On Saturday over 200 people took part in a parade through Limavady in support of Thackeray Place.
Twenty-nine residents call the facility home, the eldest of which is 101-years-old.
A senior care assistant at Thackeray said protests would continue weekly until assurances were given regarding its future.
"It meant a lot to have the people of Limavady behind us," said Pamela Campbell. "We won't be going away until we know Thackeray Place isn't going away.
Josie McCann protested along with her 99-year-old mother, Letty Doherty. Ms McCann vowed to continue the fight to protect the home from any cuts.
"As it is, the home is oversubscribed and now they are proposing to close up to 50% of the beds," she said.
A fierce war of words erupted among the DUP and UUP over the handling of Transforming Your Care, which was rubber-stamped by Mr Poots.

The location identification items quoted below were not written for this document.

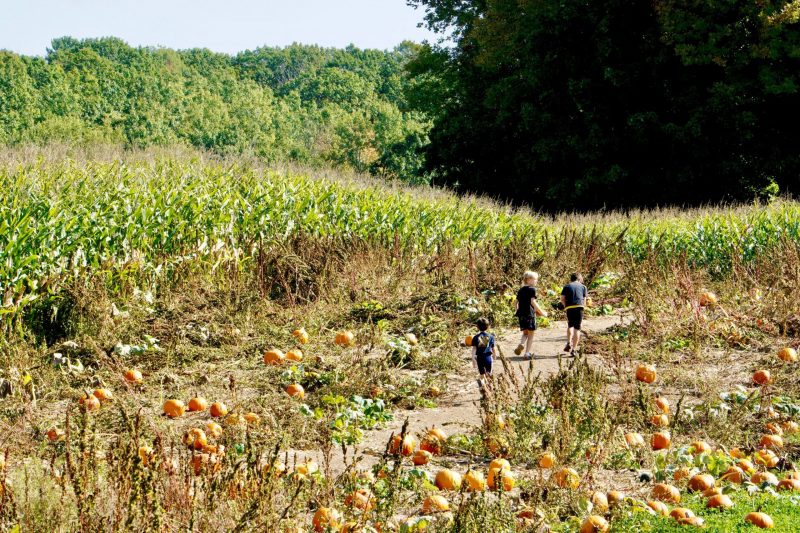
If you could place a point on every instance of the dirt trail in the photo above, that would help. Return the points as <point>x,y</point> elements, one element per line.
<point>458,409</point>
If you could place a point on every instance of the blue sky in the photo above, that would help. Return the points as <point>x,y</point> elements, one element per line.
<point>28,26</point>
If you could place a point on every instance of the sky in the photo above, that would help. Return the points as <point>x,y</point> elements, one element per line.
<point>28,26</point>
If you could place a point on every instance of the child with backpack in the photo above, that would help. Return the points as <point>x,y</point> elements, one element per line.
<point>527,311</point>
<point>483,351</point>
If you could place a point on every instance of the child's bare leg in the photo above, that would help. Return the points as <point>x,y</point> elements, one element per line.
<point>529,342</point>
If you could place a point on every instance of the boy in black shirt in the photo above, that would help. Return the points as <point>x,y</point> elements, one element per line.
<point>527,311</point>
<point>483,348</point>
<point>573,298</point>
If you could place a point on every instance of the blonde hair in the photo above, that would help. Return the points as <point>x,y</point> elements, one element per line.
<point>530,274</point>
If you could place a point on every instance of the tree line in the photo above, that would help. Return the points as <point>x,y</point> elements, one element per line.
<point>313,105</point>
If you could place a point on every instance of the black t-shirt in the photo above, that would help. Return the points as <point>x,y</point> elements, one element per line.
<point>524,295</point>
<point>574,294</point>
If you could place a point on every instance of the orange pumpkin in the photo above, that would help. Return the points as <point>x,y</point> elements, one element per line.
<point>195,438</point>
<point>700,446</point>
<point>701,482</point>
<point>103,395</point>
<point>660,508</point>
<point>660,420</point>
<point>708,298</point>
<point>55,435</point>
<point>547,460</point>
<point>594,524</point>
<point>766,458</point>
<point>600,502</point>
<point>274,357</point>
<point>646,373</point>
<point>214,429</point>
<point>361,499</point>
<point>198,404</point>
<point>662,404</point>
<point>734,474</point>
<point>295,390</point>
<point>435,503</point>
<point>500,477</point>
<point>409,444</point>
<point>344,338</point>
<point>301,335</point>
<point>762,377</point>
<point>90,402</point>
<point>762,520</point>
<point>771,442</point>
<point>174,408</point>
<point>421,457</point>
<point>326,519</point>
<point>666,493</point>
<point>566,478</point>
<point>218,409</point>
<point>660,440</point>
<point>448,480</point>
<point>787,354</point>
<point>294,355</point>
<point>133,376</point>
<point>634,439</point>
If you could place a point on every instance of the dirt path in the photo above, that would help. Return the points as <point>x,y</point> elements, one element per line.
<point>458,410</point>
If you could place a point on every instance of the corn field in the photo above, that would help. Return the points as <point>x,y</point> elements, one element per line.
<point>59,221</point>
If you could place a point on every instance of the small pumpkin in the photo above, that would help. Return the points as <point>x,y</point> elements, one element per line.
<point>274,357</point>
<point>198,404</point>
<point>787,354</point>
<point>664,492</point>
<point>701,482</point>
<point>660,440</point>
<point>447,479</point>
<point>174,408</point>
<point>421,457</point>
<point>218,410</point>
<point>435,503</point>
<point>294,355</point>
<point>662,404</point>
<point>646,373</point>
<point>566,478</point>
<point>547,460</point>
<point>133,376</point>
<point>771,442</point>
<point>762,377</point>
<point>475,481</point>
<point>326,519</point>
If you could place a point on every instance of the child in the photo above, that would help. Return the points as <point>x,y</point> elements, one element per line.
<point>527,311</point>
<point>573,298</point>
<point>483,349</point>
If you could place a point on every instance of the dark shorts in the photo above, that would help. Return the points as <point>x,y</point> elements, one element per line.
<point>575,317</point>
<point>527,323</point>
<point>484,365</point>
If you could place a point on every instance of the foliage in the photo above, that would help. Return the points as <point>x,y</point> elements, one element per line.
<point>579,106</point>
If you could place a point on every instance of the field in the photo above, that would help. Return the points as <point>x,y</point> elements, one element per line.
<point>324,316</point>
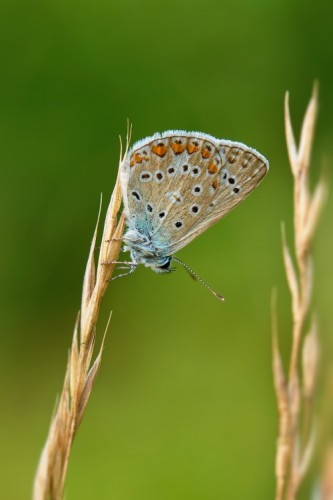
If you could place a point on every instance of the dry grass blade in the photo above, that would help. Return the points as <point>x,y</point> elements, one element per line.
<point>295,445</point>
<point>81,372</point>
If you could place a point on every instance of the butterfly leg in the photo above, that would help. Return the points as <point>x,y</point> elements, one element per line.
<point>131,264</point>
<point>133,267</point>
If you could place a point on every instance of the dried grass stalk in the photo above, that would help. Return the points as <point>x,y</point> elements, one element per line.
<point>80,373</point>
<point>295,440</point>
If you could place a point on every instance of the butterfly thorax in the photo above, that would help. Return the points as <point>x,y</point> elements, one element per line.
<point>144,250</point>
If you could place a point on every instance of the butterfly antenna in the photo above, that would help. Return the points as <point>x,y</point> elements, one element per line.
<point>194,275</point>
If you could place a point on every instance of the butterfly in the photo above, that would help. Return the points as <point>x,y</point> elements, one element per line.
<point>177,184</point>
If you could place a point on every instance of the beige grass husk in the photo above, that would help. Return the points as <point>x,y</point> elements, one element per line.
<point>80,372</point>
<point>295,394</point>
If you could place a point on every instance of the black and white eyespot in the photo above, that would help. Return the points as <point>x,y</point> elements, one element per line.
<point>231,180</point>
<point>145,176</point>
<point>171,170</point>
<point>236,190</point>
<point>159,176</point>
<point>136,195</point>
<point>175,197</point>
<point>162,214</point>
<point>211,205</point>
<point>178,224</point>
<point>196,171</point>
<point>194,209</point>
<point>197,189</point>
<point>224,175</point>
<point>149,207</point>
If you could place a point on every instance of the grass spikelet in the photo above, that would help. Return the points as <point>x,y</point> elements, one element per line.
<point>296,437</point>
<point>81,371</point>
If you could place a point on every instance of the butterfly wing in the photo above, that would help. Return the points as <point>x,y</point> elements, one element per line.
<point>241,172</point>
<point>178,184</point>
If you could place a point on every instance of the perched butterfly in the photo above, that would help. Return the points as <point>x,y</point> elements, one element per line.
<point>177,184</point>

UUP leader Mike Nesbitt has branded the minister's U-turn as an "political embarrassment" and called for Mr Poots to resign.
He described the minister as "a politician who is now in the public mind associated with throwing 92 and 99-year-old women out in the street, who are appearing on TV in tears", adding: "It's hard to imagine worse for a politician."
But DUP MP Jeffrey Donaldson yesterday accused Mr Nesbitt of "hypocrisy", adding the UUP leader "should get his own house in order before lecturing others".
Health Minister Edwin Poots' review of health and social care – Transforming Your Care – has called for trusts to deliver more care in the community and recommended the closure of half of statutory residential homes. But Mr Poots was forced to come out fighting after three health trusts announced plans to shut all their residential homes.